L’OMPI apporte aussi une contribution importante au partage et à la diffusion d’informations à travers son travail lié à l’infrastructure mondiale de la PI. La contribution apportée à la société par l’invention à breveter ne consiste pas seulement dans l’invention en tant que telle, mais aussi dans la fourniture d’informations techniques relatives à cette invention. Le système de brevet mondial a besoin d’améliorations continuelles vers une plus grande transparence et efficacité. Les entreprises internationales peuvent être prises au dépourvu quant à l’existence des droits de brevet dans différents marchés, tandis que les inventeurs et les chercheurs ont besoin d’avoir accès à une base de données complète et bien organisée. Une base de données complète réduirait les coûts de la recherche pour les inventeurs et pour les bureaux d’examen.
Alors que l’OMPI a besoin de suivre les principes et les objectifs énoncés dans la Convention de l’Organisation, cela doit se faire d’une manière qui continue de répondre à l’évolution constante des réalités de la communauté internationale. Cela signifie que l’Organisation doit continuer de travailler au service du monde réel, qui est formé d’innovateurs, de créateurs et en particulier des utilisateurs du système de la PI et des informations sur la PI. Le secrétariat et les États membres devraient relancer le travail normatif d’une manière fonctionnelle et responsable qui puisse être acceptée à l’intérieur du système et grâce auquel nous pouvons nous acquitter de nos responsabilités en tant que membres de la communauté mondiale.

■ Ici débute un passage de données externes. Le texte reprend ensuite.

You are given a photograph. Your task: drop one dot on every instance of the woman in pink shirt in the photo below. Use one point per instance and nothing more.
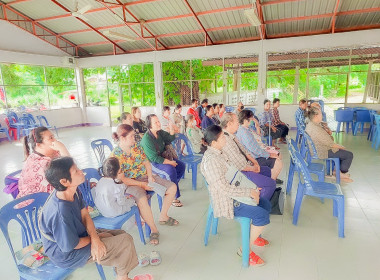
(43, 148)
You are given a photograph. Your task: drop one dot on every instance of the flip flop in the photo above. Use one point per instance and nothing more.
(155, 258)
(154, 236)
(144, 259)
(143, 277)
(169, 222)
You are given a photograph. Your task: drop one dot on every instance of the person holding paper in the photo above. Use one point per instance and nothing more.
(214, 168)
(138, 177)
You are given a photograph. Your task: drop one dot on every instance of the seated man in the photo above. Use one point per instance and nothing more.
(68, 233)
(246, 137)
(207, 119)
(242, 160)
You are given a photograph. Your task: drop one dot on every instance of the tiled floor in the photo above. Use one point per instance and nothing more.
(311, 250)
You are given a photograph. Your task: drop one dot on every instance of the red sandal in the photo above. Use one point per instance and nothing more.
(255, 260)
(261, 242)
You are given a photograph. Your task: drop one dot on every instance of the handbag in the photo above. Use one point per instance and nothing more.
(277, 201)
(238, 179)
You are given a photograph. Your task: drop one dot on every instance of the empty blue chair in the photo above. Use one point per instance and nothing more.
(344, 115)
(103, 222)
(99, 147)
(245, 224)
(44, 122)
(6, 132)
(191, 159)
(361, 116)
(27, 218)
(314, 168)
(307, 186)
(376, 137)
(308, 144)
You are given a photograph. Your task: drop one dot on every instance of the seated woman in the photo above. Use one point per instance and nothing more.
(246, 136)
(214, 169)
(325, 146)
(177, 118)
(44, 148)
(69, 236)
(138, 123)
(154, 144)
(265, 118)
(195, 135)
(110, 194)
(137, 172)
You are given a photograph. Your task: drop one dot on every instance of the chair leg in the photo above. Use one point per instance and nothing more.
(210, 217)
(101, 272)
(297, 204)
(340, 203)
(139, 226)
(245, 224)
(194, 173)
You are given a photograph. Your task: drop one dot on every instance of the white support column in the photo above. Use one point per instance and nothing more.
(81, 93)
(261, 86)
(158, 86)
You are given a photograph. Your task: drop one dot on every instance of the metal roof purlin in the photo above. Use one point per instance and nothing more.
(200, 23)
(334, 17)
(34, 33)
(89, 25)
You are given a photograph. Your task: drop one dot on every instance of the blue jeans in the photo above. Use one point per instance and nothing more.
(175, 173)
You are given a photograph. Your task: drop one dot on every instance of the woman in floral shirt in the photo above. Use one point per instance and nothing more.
(138, 174)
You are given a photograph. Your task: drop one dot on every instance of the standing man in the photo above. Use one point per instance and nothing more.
(193, 111)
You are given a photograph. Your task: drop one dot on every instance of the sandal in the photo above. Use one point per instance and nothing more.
(177, 203)
(169, 222)
(155, 258)
(255, 260)
(144, 259)
(154, 238)
(261, 242)
(143, 277)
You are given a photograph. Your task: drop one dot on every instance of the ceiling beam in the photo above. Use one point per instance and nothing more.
(90, 26)
(333, 20)
(207, 36)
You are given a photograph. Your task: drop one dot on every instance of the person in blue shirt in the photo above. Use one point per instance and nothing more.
(68, 233)
(207, 119)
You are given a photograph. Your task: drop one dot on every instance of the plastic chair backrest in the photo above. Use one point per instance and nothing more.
(85, 187)
(26, 216)
(98, 146)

Le système des droits de la propriété intellectuelle d’aujourd’hui est construit sur des concepts de protection anciens et traditionnels, conçus pour l’époque d’avant la révolution technologique. Les droits d’auteur classiques ne peuvent pas être maintenus dans ce monde moderne du numérique et l’approche unique des règles relatives aux brevets n’est plus viable étant donné les complexités inter-industries du nouveau développement des technologies. L’Organisation est appelée à faire face à de grands défis et à offrir un espace pour combler le fossé entre l’approche axée sur le commerce, qui prévaut, et les implications plus larges de la réglementation de la propriété intellectuelle. En ce sens, le renouvellement du mandat pour le Comité intergouvernemental sur la propriété intellectuelle et les ressources génétiques, connaissances traditionnelles et folklore (IGC) pourrait représenter un signal fort.
Monsieur le Président,
En conclusion, permettez-nous de vous assurer que vous pouvez compter sur l’esprit et le soutien constructifs du Saint-Siège pendant les assemblées.
Monsieur le Président, je vous remercie.